All of this is at the Editor’s discretion who ensures that the review by one reviewer of another can only really take place if there is sufficient professional detachment similar to when a reviewer reviews shows that contain people who are not members of FringeReview’s reviewing team.
Nothing should compromise the reviewer’s ability and confidence to write as freely and honestly about a show as they would ANY show. Where there is any doubt, the Editor’s decision is final. If a reviewer consciously breaks these principles, reviews are taken down and the reviewer removed from our reviewing team. Since our founding in 2006, this has only happened on one occasion.
Our reviewers, of course, all have contact with each other at our regular reviewer meetings. But this contact is no different from meeting other theatre practitioners occasionally in the theatre world at large. They key issue is that reviewers need to be clear when that connection becomes too close or regular in ways that would undermine their ability to review objectively and ethically.
There are an equal number of cases when a FringeReview reviewer reviews another FringeReviewer reviewer’s show and gives specific feedback and a lower rating than with any show at a Fringe festival or in a region where reviewing takes place. We have no evidence that reviewers mark other reviewer’s shows more highly than shows at large.
There is no preferential treatment. During a Fringe which may last weeks, a reviewer who doesn’t know another reviewer or their work may feel comfortable to review their show and then, after a week, may not be permitted to review the same show as the two reviewers have got to know each other well socially as part of the reviewing team. Members of our reviewing teams with shows at a fringe festival often do not get reviewed because no reviewer on our team chooses to see their show!
So, we do not tolerate any partiality, favouritism of any kind when one reviewer reviews the work of another reviewer.
Copyright of each review remains with the author of that review. However, once submitted, FringeReview reserves to the right to publish that review in accordance with our policy and standards on FringeReview web sites, and for that review to continue to be shown on our sites and in our archives. If a reviewer ceases to review for us, reviews cannot be taken down from the site.
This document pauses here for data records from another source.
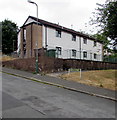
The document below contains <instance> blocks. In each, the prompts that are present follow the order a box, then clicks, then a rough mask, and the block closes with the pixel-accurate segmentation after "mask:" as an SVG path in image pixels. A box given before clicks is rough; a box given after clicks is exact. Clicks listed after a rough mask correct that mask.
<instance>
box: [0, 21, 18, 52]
mask: <svg viewBox="0 0 117 120" xmlns="http://www.w3.org/2000/svg"><path fill="white" fill-rule="evenodd" d="M17 31H18V27H17V25H16V24H15V23H14V22H12V21H10V20H4V21H2V52H3V53H4V54H10V53H12V52H14V51H15V50H17Z"/></svg>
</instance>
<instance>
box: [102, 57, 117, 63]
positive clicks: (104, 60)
mask: <svg viewBox="0 0 117 120" xmlns="http://www.w3.org/2000/svg"><path fill="white" fill-rule="evenodd" d="M103 61H104V62H110V63H117V57H108V56H107V57H104V59H103Z"/></svg>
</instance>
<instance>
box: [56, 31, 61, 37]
mask: <svg viewBox="0 0 117 120" xmlns="http://www.w3.org/2000/svg"><path fill="white" fill-rule="evenodd" d="M56 37H60V38H61V31H60V30H56Z"/></svg>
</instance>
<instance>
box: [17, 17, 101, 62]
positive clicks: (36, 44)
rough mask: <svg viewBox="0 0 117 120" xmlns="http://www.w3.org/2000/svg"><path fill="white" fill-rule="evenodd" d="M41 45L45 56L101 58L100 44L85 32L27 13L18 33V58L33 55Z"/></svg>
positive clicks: (27, 56) (28, 57)
mask: <svg viewBox="0 0 117 120" xmlns="http://www.w3.org/2000/svg"><path fill="white" fill-rule="evenodd" d="M41 48H44V49H45V50H46V53H47V55H48V56H53V57H57V58H62V59H68V58H70V59H85V60H93V61H102V59H103V45H102V44H101V43H100V42H99V41H98V40H96V39H95V38H92V37H91V36H88V35H86V34H83V33H80V32H77V31H74V30H73V29H69V28H66V27H63V26H60V25H58V24H54V23H51V22H47V21H44V20H41V19H38V22H37V18H35V17H32V16H29V17H28V18H27V20H26V21H25V23H24V24H23V26H22V27H21V28H20V31H19V33H18V52H19V53H20V54H19V56H20V57H21V58H31V57H35V50H36V49H41Z"/></svg>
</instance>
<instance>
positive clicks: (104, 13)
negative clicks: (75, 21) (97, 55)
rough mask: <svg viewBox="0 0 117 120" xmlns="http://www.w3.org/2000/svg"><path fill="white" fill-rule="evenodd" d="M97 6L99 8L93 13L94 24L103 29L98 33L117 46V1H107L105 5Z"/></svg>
mask: <svg viewBox="0 0 117 120" xmlns="http://www.w3.org/2000/svg"><path fill="white" fill-rule="evenodd" d="M97 5H98V6H99V7H98V8H97V9H96V12H94V13H93V14H94V16H95V18H93V19H92V24H96V25H97V26H98V27H100V28H101V30H100V31H98V33H99V32H100V33H101V34H103V35H104V36H105V37H106V38H107V39H111V41H114V44H117V1H113V2H112V1H107V2H106V3H105V4H103V5H101V4H97Z"/></svg>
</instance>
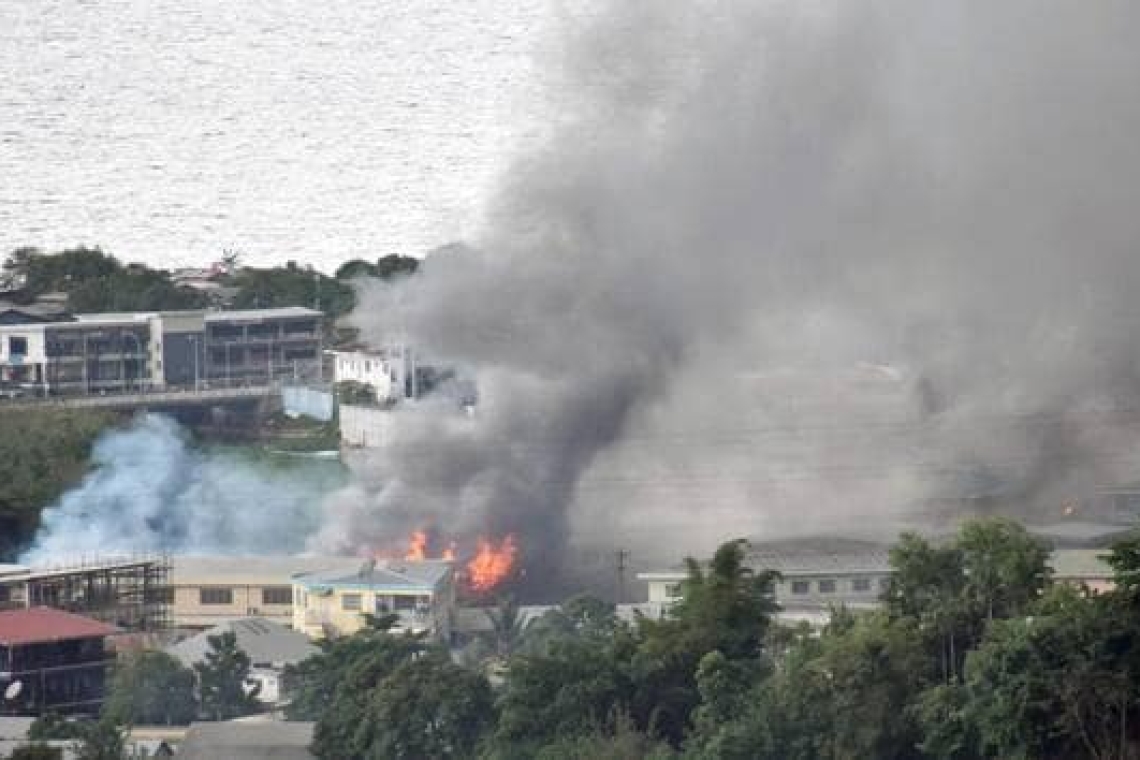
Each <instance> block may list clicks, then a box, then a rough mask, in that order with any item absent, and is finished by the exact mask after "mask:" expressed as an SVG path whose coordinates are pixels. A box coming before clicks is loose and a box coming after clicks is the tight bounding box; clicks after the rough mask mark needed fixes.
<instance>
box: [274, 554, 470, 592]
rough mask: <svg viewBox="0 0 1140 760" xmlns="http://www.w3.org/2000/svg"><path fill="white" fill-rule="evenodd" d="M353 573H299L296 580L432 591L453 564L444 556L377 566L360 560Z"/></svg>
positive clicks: (385, 563) (404, 560) (352, 587)
mask: <svg viewBox="0 0 1140 760" xmlns="http://www.w3.org/2000/svg"><path fill="white" fill-rule="evenodd" d="M358 565H359V566H358V569H357V570H356V571H353V572H350V573H345V572H343V571H335V572H316V573H300V574H298V575H296V577H294V578H293V582H294V583H298V585H300V586H304V587H306V588H318V587H324V588H360V589H368V590H373V589H375V590H385V591H423V593H425V594H426V593H431V591H432V590H434V588H435V587H437V586H438V585H439V582H440V581H441V580H443V578H446V577H447V574H448V573H450V572H451V563H450V562H447V561H443V559H381V561H378V562H376V563H375V564H374V565H373V564H372V563H370V562H365V563H364V564H363V565H361V564H360V563H358Z"/></svg>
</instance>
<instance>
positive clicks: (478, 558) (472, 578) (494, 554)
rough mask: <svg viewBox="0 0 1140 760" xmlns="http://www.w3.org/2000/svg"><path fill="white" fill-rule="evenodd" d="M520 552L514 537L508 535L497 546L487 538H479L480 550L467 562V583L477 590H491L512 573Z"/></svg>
mask: <svg viewBox="0 0 1140 760" xmlns="http://www.w3.org/2000/svg"><path fill="white" fill-rule="evenodd" d="M518 553H519V549H518V547H516V546H515V544H514V537H513V536H507V537H506V538H504V539H503V541H502V542H500V544H499V545H498V547H496V546H495V545H494V544H492V542H491V541H489V540H487V539H480V540H479V551H477V553H475V556H474V557H472V559H471V562H469V563H467V583H469V585H470V586H471V588H472V589H473V590H475V591H489V590H490V589H492V588H495V587H496V586H498V585H499V583H502V582H503V580H504V579H505V578H506V577H507V575H508V574H510V573H511V570H512V569H513V567H514V558H515V555H516V554H518Z"/></svg>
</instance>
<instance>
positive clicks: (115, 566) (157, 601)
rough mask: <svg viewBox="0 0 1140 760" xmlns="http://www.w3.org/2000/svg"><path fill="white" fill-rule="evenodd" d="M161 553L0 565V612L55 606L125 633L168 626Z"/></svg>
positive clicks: (159, 628) (148, 629)
mask: <svg viewBox="0 0 1140 760" xmlns="http://www.w3.org/2000/svg"><path fill="white" fill-rule="evenodd" d="M169 569H170V567H169V564H168V562H166V559H165V557H162V556H157V555H152V556H138V557H133V558H130V559H117V558H114V557H107V558H101V559H92V561H89V562H86V563H81V564H75V565H60V566H54V567H28V566H24V565H0V610H26V608H30V607H40V606H46V607H54V608H56V610H63V611H65V612H72V613H75V614H80V615H84V616H87V618H92V619H95V620H99V621H103V622H105V623H108V624H112V626H115V627H116V628H121V629H124V630H128V631H137V632H148V631H156V630H161V629H163V628H165V627H166V624H168V622H169V621H168V614H166V613H168V606H166V595H168V588H166V574H168V571H169Z"/></svg>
The views expressed in the reviews and other interview and preview content do not necessarily represent the views of the publication.
Please consult our standards document as well. This was created almost when FringeReview was founded and overlaps with what you have read here. It gives an idea of how our standards have been pretty solid over the years.
Please note that opinions stated in reviews and articles are those of the authors and not necessarily of FringeReview as a publication. Authors are volunteers and FringeReview attempts to monitor the content of authors but cannot guarantee the accuracy of all content.